Dog Shedding Due to Allergies
Probably one of the simplest to diagnose, some allergic reactions can cause a dog to lose more hair – i.e. shed more – such as food allergens or allergies to products put on the coat including shampoos and leave-in sprays. A quick trip to the vet for an allergen test might reveal the culprit.
You can also try eliminating shampoos/sprays currently being used on your dog and switch to hypo-allergenic products and see if the shedding diminishes. Sometimes it’s as simple as not rinsing shampoo and conditioner out of their coat well enough during a bath. Remember to rinse, rinse and rinse again!
Dog Shedding Due to Diet
This is quite common, but may be harder to pinpoint the exact cause. Excessive shedding can be caused by low-quality food or food that is not balanced with the right amount of protein and minerals. Vitamin A is vital for a healthy coat. Dogs with a vitamin A deficiency will often have dry, coarse hair that sheds excessively and mats easily. Other important vitamins and minerals include B-group, C and E, and zinc. One of the symptoms of zinc deficiency is excessive hair loss!

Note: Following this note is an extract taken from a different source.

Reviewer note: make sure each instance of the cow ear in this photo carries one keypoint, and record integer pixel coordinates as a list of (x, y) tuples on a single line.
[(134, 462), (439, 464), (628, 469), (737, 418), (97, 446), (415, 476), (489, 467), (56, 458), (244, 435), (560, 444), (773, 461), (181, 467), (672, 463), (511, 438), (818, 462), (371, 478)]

Feeding a diet with high-quality meat as the protein and the correct amounts of vitamins and minerals is important to overall health, not just shedding. Your vet can run a test to see if your dog is deficient in any vitamin(s). If they are, switching dog food could end the excessive shedding – along with a myriad of other issues dietary deficiencies can cause!
Dog Shedding Due to Stress
You may have noticed your dog leaves a puddle of hair every time you leave the vet office. That’s because dogs shed more when they are stressed. Does your dog have behavioural issues such as separation anxiety or reactivity? Have you noticed the excess shed only happens at certain times – when you are gone, when you are vacuuming or when the neighbour kids come? Do they display other signs of stress such as panting, pacing, hiding, whale eye, etc.? If you think your dog’s excessive shedding is due to stress, a positive reinforcement trainer can help you with protocols to relieve the stress and stop the shed. Stress can also be related to deficiencies in diet.
Dog Shedding Due to Parasites, Infection or Disease
Finally, it should be noted that dogs may also excessively shed hair or, more accurately, lose hair, due to some parasites, infections and diseases. Mites often make animals, not just dogs, lose hair. Dogs with thyroid issues often end up with thin coats. So do dogs with Cushing’s disease. Is your dog shedding coat but not getting it back in? If so, this is more of a hair loss situation than excessive shedding and you need to head to the vet to find out what is ailing your dog.
When it comes to a dog that is shedding excessively for their breed and coat type, the answer may be as simple as eliminating an allergen or switching foods. Or you may have to work on some anxiety issues. The big thing is to make sure it truly is just shedding, and not major hair loss, which could be a sign of a more serious medical condition. When in doubt, ask your vet.